NVIDIA H100 GPUs deliver unprecedented acceleration, 
featuring 3 TB/s of memory bandwidth. In combination 
with Grace CPU, it can achieve 900GB/s of chip-to-chip 
bandwidth, enabling blazing-fast HPC and AI workloads.
"""

last_id = add_document_to_index(sample_doc, start_id=0)
print("Index size:", faiss_index.ntotal)


Index size: 1


In [12]:
def retrieve_top_k_faiss(query: str, k=3):
    query_vec = embed_text(query)
    query_vec_2d = np.expand_dims(query_vec, axis=0)
    
    distances, ids = faiss_index.search(query_vec_2d, k)
    results = []

    for dist, doc_id in zip(distances[0], ids[0]):
        if doc_id == -1:
            continue
        passage_text = doc_map[doc_id]
        results.append((passage_text, dist))
    
    return results


In [19]:
RERANK_URL = "https://ai.api.nvidia.com/v1/retrieval/nvidia/llama-3_2-nv-rerankqa-1b-v2/reranking"

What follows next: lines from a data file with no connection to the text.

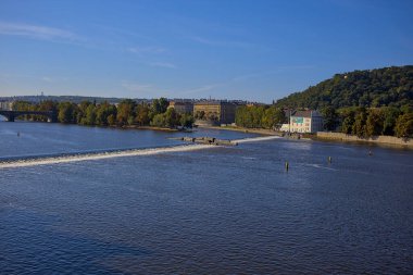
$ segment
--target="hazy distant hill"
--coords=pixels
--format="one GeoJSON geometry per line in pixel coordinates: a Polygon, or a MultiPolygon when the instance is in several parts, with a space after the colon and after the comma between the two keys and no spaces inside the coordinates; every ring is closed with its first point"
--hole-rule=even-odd
{"type": "Polygon", "coordinates": [[[279,99],[278,107],[320,109],[325,105],[401,107],[413,104],[413,66],[336,74],[302,92],[279,99]]]}

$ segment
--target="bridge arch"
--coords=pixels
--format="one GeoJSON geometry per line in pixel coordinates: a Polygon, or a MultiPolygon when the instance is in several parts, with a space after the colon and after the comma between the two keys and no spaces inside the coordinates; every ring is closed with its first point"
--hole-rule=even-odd
{"type": "Polygon", "coordinates": [[[25,114],[45,115],[49,122],[58,122],[58,114],[54,111],[4,111],[0,110],[0,115],[4,116],[8,122],[14,122],[17,116],[25,114]]]}

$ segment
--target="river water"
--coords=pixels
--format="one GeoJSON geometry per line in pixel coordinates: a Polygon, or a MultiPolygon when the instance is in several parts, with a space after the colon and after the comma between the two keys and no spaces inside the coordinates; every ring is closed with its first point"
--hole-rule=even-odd
{"type": "MultiPolygon", "coordinates": [[[[252,136],[0,122],[0,158],[188,135],[252,136]]],[[[0,168],[0,273],[412,274],[412,151],[360,145],[274,139],[0,168]]]]}

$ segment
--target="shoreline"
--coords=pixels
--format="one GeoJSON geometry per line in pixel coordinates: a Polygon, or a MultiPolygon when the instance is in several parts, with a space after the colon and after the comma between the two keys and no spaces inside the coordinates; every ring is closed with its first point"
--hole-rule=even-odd
{"type": "MultiPolygon", "coordinates": [[[[221,130],[234,130],[234,132],[242,132],[242,133],[250,133],[250,134],[260,134],[264,136],[278,136],[280,138],[289,139],[289,140],[297,140],[297,141],[321,141],[321,142],[335,142],[335,143],[348,143],[348,145],[364,145],[364,146],[378,146],[378,147],[385,147],[385,148],[392,148],[392,149],[408,149],[413,150],[413,143],[410,141],[410,143],[395,143],[395,142],[384,142],[378,141],[377,139],[362,139],[358,138],[355,139],[355,136],[348,135],[350,139],[343,139],[342,137],[320,137],[317,134],[302,134],[301,138],[296,137],[285,137],[283,136],[281,132],[275,132],[271,129],[262,129],[262,128],[245,128],[245,127],[234,127],[234,126],[202,126],[200,128],[205,129],[221,129],[221,130]],[[354,139],[351,139],[354,138],[354,139]]],[[[324,133],[324,132],[322,132],[324,133]]],[[[341,133],[334,133],[336,135],[340,135],[341,133]]],[[[396,137],[388,137],[388,138],[396,138],[396,137]]],[[[412,139],[410,139],[412,140],[412,139]]]]}
{"type": "Polygon", "coordinates": [[[199,126],[198,128],[203,129],[224,129],[233,132],[242,132],[246,134],[260,134],[265,136],[281,136],[279,132],[263,129],[263,128],[245,128],[245,127],[234,127],[234,126],[199,126]]]}
{"type": "MultiPolygon", "coordinates": [[[[245,139],[236,139],[234,142],[253,142],[253,141],[263,141],[270,139],[276,139],[279,137],[253,137],[245,139]]],[[[0,161],[0,170],[2,168],[15,168],[15,167],[27,167],[35,165],[48,165],[48,164],[59,164],[59,163],[68,163],[68,162],[80,162],[80,161],[93,161],[93,160],[103,160],[103,159],[113,159],[113,158],[126,158],[126,157],[136,157],[136,155],[153,155],[160,153],[171,153],[171,152],[187,152],[202,149],[212,149],[212,148],[222,148],[224,146],[215,145],[176,145],[168,147],[152,147],[152,148],[137,148],[137,149],[124,149],[116,151],[98,151],[98,152],[87,152],[87,153],[74,153],[60,157],[40,157],[40,158],[24,158],[15,159],[11,161],[0,161]]]]}

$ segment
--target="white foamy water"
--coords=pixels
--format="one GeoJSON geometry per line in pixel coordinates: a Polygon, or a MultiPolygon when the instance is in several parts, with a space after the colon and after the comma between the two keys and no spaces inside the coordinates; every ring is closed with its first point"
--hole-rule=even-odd
{"type": "Polygon", "coordinates": [[[186,145],[186,146],[176,146],[176,147],[135,149],[135,150],[125,150],[125,151],[115,151],[115,152],[99,152],[99,153],[87,153],[87,154],[65,155],[65,157],[49,157],[49,158],[40,158],[40,159],[27,159],[27,160],[22,159],[22,160],[0,163],[0,168],[25,167],[25,166],[34,166],[34,165],[103,160],[103,159],[135,157],[135,155],[150,155],[150,154],[168,153],[168,152],[184,152],[184,151],[206,149],[211,147],[213,146],[186,145]]]}
{"type": "Polygon", "coordinates": [[[243,142],[272,140],[272,139],[278,139],[278,138],[281,138],[281,137],[278,137],[278,136],[253,137],[253,138],[234,139],[231,141],[237,142],[237,143],[243,143],[243,142]]]}
{"type": "MultiPolygon", "coordinates": [[[[254,138],[245,138],[233,140],[233,142],[252,142],[252,141],[262,141],[262,140],[271,140],[279,137],[271,136],[271,137],[254,137],[254,138]]],[[[112,152],[92,152],[85,154],[73,154],[73,155],[64,155],[64,157],[45,157],[45,158],[36,158],[36,159],[20,159],[12,160],[7,162],[0,162],[0,168],[13,168],[13,167],[26,167],[34,165],[47,165],[47,164],[57,164],[57,163],[67,163],[67,162],[78,162],[78,161],[91,161],[91,160],[103,160],[103,159],[112,159],[112,158],[124,158],[124,157],[135,157],[135,155],[151,155],[158,153],[170,153],[170,152],[185,152],[185,151],[193,151],[201,150],[208,148],[216,148],[216,146],[212,145],[182,145],[175,147],[162,147],[162,148],[148,148],[148,149],[128,149],[128,150],[120,150],[112,152]]]]}

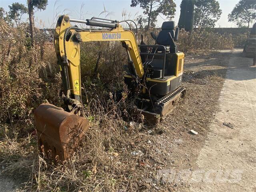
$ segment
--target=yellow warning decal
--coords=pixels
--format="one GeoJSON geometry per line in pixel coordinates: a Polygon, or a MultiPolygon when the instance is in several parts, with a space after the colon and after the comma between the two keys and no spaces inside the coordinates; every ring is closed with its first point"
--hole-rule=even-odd
{"type": "Polygon", "coordinates": [[[75,91],[79,91],[80,90],[79,80],[75,80],[74,81],[74,87],[75,87],[75,91]]]}

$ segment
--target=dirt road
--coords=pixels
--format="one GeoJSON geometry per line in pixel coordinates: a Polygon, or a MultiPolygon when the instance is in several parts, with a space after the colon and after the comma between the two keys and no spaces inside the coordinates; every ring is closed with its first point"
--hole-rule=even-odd
{"type": "Polygon", "coordinates": [[[192,172],[190,191],[256,191],[256,68],[252,64],[241,50],[232,51],[220,110],[192,172]]]}

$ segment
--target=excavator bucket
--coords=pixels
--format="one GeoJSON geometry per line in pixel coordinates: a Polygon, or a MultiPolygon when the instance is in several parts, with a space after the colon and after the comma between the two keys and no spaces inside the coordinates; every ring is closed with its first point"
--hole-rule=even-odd
{"type": "Polygon", "coordinates": [[[49,103],[34,114],[40,152],[55,162],[70,158],[89,128],[88,120],[49,103]]]}

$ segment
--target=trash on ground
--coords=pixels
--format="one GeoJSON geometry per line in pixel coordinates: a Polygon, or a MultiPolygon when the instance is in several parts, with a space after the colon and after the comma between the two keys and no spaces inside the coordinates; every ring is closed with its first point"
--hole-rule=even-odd
{"type": "Polygon", "coordinates": [[[227,127],[228,127],[230,128],[231,128],[232,129],[234,129],[234,126],[230,122],[227,123],[224,122],[223,123],[223,125],[225,125],[225,126],[226,126],[227,127]]]}
{"type": "Polygon", "coordinates": [[[142,152],[139,150],[138,151],[131,151],[131,155],[134,157],[141,157],[143,155],[142,152]]]}
{"type": "Polygon", "coordinates": [[[194,135],[197,135],[198,133],[196,132],[196,131],[194,131],[192,129],[190,130],[191,133],[192,133],[194,135]]]}

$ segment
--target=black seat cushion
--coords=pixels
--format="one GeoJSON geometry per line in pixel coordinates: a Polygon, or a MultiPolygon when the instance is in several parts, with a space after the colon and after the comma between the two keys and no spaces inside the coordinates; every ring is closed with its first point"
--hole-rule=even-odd
{"type": "Polygon", "coordinates": [[[159,32],[156,38],[156,43],[158,45],[164,46],[170,45],[171,44],[171,38],[169,33],[171,34],[172,37],[174,38],[175,32],[174,30],[174,22],[173,21],[166,21],[162,25],[161,31],[159,32]]]}

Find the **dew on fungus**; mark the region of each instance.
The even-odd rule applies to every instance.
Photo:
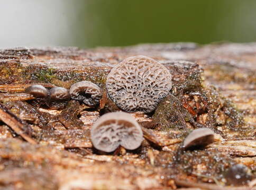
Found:
[[[153,111],[172,87],[171,75],[161,63],[145,56],[124,60],[111,70],[106,88],[110,98],[124,111]]]
[[[141,127],[129,113],[122,112],[108,113],[100,117],[91,130],[94,146],[107,153],[115,150],[120,145],[133,150],[141,144]]]
[[[31,94],[36,98],[45,98],[48,94],[48,91],[42,85],[33,84],[27,88],[25,93]]]

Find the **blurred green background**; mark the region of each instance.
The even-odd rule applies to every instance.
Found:
[[[256,41],[254,0],[7,2],[0,4],[5,47]]]

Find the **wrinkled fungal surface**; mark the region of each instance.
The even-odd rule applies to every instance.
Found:
[[[203,127],[191,132],[184,140],[184,148],[200,146],[211,144],[214,141],[214,132],[209,128]]]
[[[109,97],[127,112],[153,111],[171,89],[171,75],[152,59],[127,58],[112,69],[106,81]]]
[[[97,151],[93,126],[123,109],[108,96],[107,76],[136,55],[162,64],[171,89],[152,115],[130,113],[143,132],[138,148]],[[255,189],[255,63],[256,43],[0,50],[0,189]],[[100,88],[98,107],[57,99],[52,109],[24,93],[32,84],[69,89],[83,81]],[[191,131],[206,127],[213,143],[182,148]]]
[[[98,104],[102,97],[99,87],[89,81],[81,81],[72,85],[69,93],[73,100],[83,102],[89,106]]]
[[[143,135],[141,127],[131,115],[115,112],[105,114],[95,122],[91,138],[96,148],[111,152],[120,145],[130,150],[138,148]]]

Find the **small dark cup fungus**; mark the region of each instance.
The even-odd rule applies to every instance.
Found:
[[[68,90],[62,87],[54,87],[49,91],[47,106],[52,109],[59,109],[65,107],[70,99]]]
[[[77,82],[72,85],[69,93],[73,100],[83,102],[86,104],[94,107],[99,104],[102,97],[100,89],[95,84],[86,81]]]
[[[243,164],[236,164],[228,169],[225,175],[227,183],[230,185],[246,185],[252,179],[251,170]]]
[[[32,95],[35,98],[46,98],[48,91],[42,85],[33,84],[25,90],[25,93]]]
[[[194,146],[203,146],[213,142],[214,132],[210,129],[203,127],[196,129],[186,137],[183,142],[184,149]]]
[[[94,146],[107,153],[115,150],[120,145],[133,150],[143,139],[141,127],[130,114],[115,112],[105,114],[94,124],[91,130]]]
[[[115,66],[106,82],[110,98],[129,112],[150,113],[171,89],[171,75],[162,64],[145,56],[128,58]]]

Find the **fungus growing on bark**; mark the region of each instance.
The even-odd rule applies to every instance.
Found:
[[[141,127],[130,114],[121,112],[108,113],[100,117],[91,130],[94,146],[107,153],[115,150],[120,145],[133,150],[143,140]]]
[[[183,146],[185,149],[193,146],[203,146],[213,142],[214,132],[210,129],[203,127],[196,129],[186,137]]]
[[[100,89],[95,84],[86,81],[77,82],[72,85],[69,93],[73,100],[83,102],[93,107],[98,104],[102,97]]]
[[[243,164],[236,164],[228,169],[225,175],[229,184],[241,185],[246,184],[252,179],[251,170]]]
[[[120,108],[129,112],[152,112],[171,86],[168,70],[142,55],[124,60],[111,70],[106,80],[110,98]]]
[[[33,84],[25,90],[25,93],[32,95],[36,98],[46,98],[48,91],[42,85]]]
[[[54,87],[49,91],[47,106],[52,109],[64,107],[70,99],[68,90],[62,87]]]

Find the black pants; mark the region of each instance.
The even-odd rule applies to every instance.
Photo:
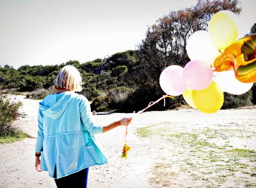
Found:
[[[69,176],[54,179],[58,188],[86,188],[88,179],[89,167]],[[54,177],[56,177],[56,167]]]

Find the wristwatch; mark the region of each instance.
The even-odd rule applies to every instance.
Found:
[[[41,156],[41,153],[38,153],[36,152],[36,156],[40,157]]]

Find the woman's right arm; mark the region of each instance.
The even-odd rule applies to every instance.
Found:
[[[98,126],[94,123],[91,117],[91,107],[88,100],[83,97],[79,105],[81,119],[88,132],[92,135],[105,132],[119,126],[127,126],[132,121],[132,118],[123,118],[105,126]]]
[[[132,121],[132,117],[130,118],[123,118],[122,120],[115,121],[112,123],[105,126],[103,128],[103,132],[106,132],[108,131],[111,130],[113,128],[117,127],[119,126],[128,126],[129,124],[131,123]]]

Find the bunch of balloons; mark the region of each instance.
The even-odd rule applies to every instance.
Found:
[[[235,41],[236,15],[228,11],[215,14],[209,31],[199,31],[186,46],[191,61],[184,68],[171,65],[160,75],[167,94],[178,96],[192,107],[211,113],[221,108],[223,92],[241,95],[256,82],[256,33]]]

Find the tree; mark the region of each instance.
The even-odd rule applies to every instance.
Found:
[[[148,28],[146,37],[139,45],[139,65],[134,74],[139,90],[147,97],[145,103],[163,94],[159,77],[168,66],[183,67],[189,58],[186,52],[189,37],[195,31],[206,30],[211,17],[221,10],[239,14],[237,0],[199,1],[190,8],[171,11]]]

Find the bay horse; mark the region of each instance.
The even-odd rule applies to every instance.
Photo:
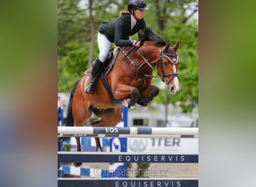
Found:
[[[84,92],[91,68],[76,82],[70,94],[66,126],[83,126],[94,113],[99,119],[91,121],[92,126],[115,126],[121,120],[121,107],[134,107],[136,103],[147,106],[158,95],[159,88],[151,85],[153,77],[159,77],[171,94],[179,91],[179,41],[171,46],[148,28],[139,35],[143,40],[141,46],[118,48],[98,78],[94,95]],[[76,140],[77,151],[81,151],[80,138]],[[97,151],[102,151],[100,138],[95,138],[95,141]],[[76,167],[81,165],[74,163]]]

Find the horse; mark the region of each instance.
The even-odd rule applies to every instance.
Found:
[[[99,117],[92,126],[115,126],[121,120],[121,108],[147,106],[159,94],[159,89],[151,85],[159,77],[168,86],[170,94],[180,90],[178,80],[180,42],[173,46],[164,42],[150,28],[139,31],[143,43],[139,47],[119,47],[109,65],[97,80],[95,92],[84,92],[90,81],[90,70],[85,71],[71,90],[66,126],[83,126],[94,113]],[[153,73],[155,75],[153,75]],[[81,151],[80,138],[76,138],[77,151]],[[103,150],[100,138],[95,138],[96,151]],[[82,163],[73,163],[79,167]]]

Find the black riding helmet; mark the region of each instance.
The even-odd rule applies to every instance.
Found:
[[[146,3],[143,0],[130,0],[127,6],[128,11],[132,13],[132,10],[147,9]]]

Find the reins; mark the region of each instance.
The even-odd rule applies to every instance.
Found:
[[[137,70],[136,70],[136,77],[138,82],[141,82],[144,81],[147,79],[150,79],[150,78],[160,78],[161,80],[163,82],[167,82],[165,77],[168,76],[172,76],[172,78],[170,79],[170,81],[168,81],[167,82],[167,85],[168,85],[170,83],[170,82],[172,80],[172,79],[174,79],[174,77],[178,77],[178,75],[177,73],[167,73],[165,74],[164,73],[164,70],[163,70],[163,65],[162,65],[162,58],[165,57],[174,66],[174,64],[177,64],[179,61],[179,56],[177,55],[177,59],[175,59],[175,61],[173,61],[169,56],[171,56],[171,55],[168,54],[168,53],[163,53],[162,52],[162,49],[159,49],[159,59],[157,61],[157,64],[156,64],[156,70],[150,64],[150,62],[148,61],[148,60],[141,53],[139,49],[138,49],[138,54],[140,55],[140,57],[143,59],[143,62],[138,67],[138,65],[136,64],[136,63],[132,61],[131,59],[131,58],[129,56],[129,55],[130,55],[132,53],[132,52],[133,51],[133,49],[135,49],[135,47],[132,46],[132,48],[130,48],[127,52],[125,52],[125,48],[122,48],[120,50],[122,52],[122,53],[124,54],[124,57],[127,58],[128,59],[128,61],[132,64],[132,65],[135,67],[137,67]],[[146,74],[144,72],[143,72],[141,70],[142,67],[144,67],[144,65],[147,65],[153,71],[154,71],[157,76],[153,76],[152,74]],[[157,72],[157,68],[158,67],[160,66],[160,70],[161,70],[161,75],[159,75]],[[138,77],[138,73],[139,72],[142,72],[143,73],[143,77],[142,78],[139,78]]]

def rerank_passages(query: str, passages: list):
    headers = {
        "Authorization": f"Bearer {NVIDIA_API_KEY}",
        "Accept": "application/json",
    }
    payload = {
        "model": RERANK_MODEL,
        "query": {"text": query},
        "passages": [{"text": p} for p in passages]
    }
    url = "https://ai.api.nvidia.com/v1/retrieval/nvidia/llama-3_2-nv-rerankqa-1b-v2/reranking"
    
    response = requests.post(url, headers=headers, json=payload)
    response.raise_for_status()
    response_data = response.json()

    rankings = response_data["rankings"]

    results = []
    for r in rankings:
        idx = r["index"]
        logit = r["logit"]
        passage_text = passages[idx]
        results.append({"text": passage_text, "score": logit})
    
    sorted_results = sorted(results, key=lambda x: x["score"], reverse=True)
    return sorted_results


In [14]:
def generate_final_answer(query: str, passages: list, max_tokens=512):
    """
    Uses meta/llama-3.1-70b-instruct to generate a final answer
    given the query and a list of top passages.
    """

    context_text = "\n\n".join(passages)
    
    system_prompt = (
        "You are an AI assistant specialized in GPU technology. "
        "You have access to the following text snippets:\n\n"
        f"{context_text}\n\n"
        "Use these snippets to answer the user query accurately. "
        "If you are unsure, just say you don't know."
    )
    
    user_prompt = f"User Query: {query}"
    
    messages = [
        {"role": "system", "content": system_prompt},
        {"role": "user", "content": user_prompt},
    ]
    
    completion = llm_client.chat.completions.create(
        model=LLM_MODEL,
        messages=messages,
        temperature=0.2,
        top_p=0.7,
        max_tokens=max_tokens,
        stream=False
    )
    
    return completion.choices[0].message.content.strip()


In [15]:
def answer_query(query: str, k=5, final_context_count=3):
    faiss_results = retrieve_top_k_faiss(query, k=k)
    passages = [r[0] for r in faiss_results]
    reranked_passages = rerank_passages(query, passages)
    final_passages = [p["text"] for p in reranked_passages[:final_context_count]]
    answer = generate_final_answer(query, final_passages)
    return answer

In [20]:
user_question = "What is the memory bandwidth of the H100 GPU?"
final_answer = answer_query(user_question)
print("Final Answer:\n", final_answer)

{'rankings': [{'index': 0, 'logit': 22.75}], 'usage': {'prompt_tokens': 64, 'total_tokens': 64}}
Final Answer:
 The memory bandwidth of the NVIDIA H100 GPU is 3 TB/s.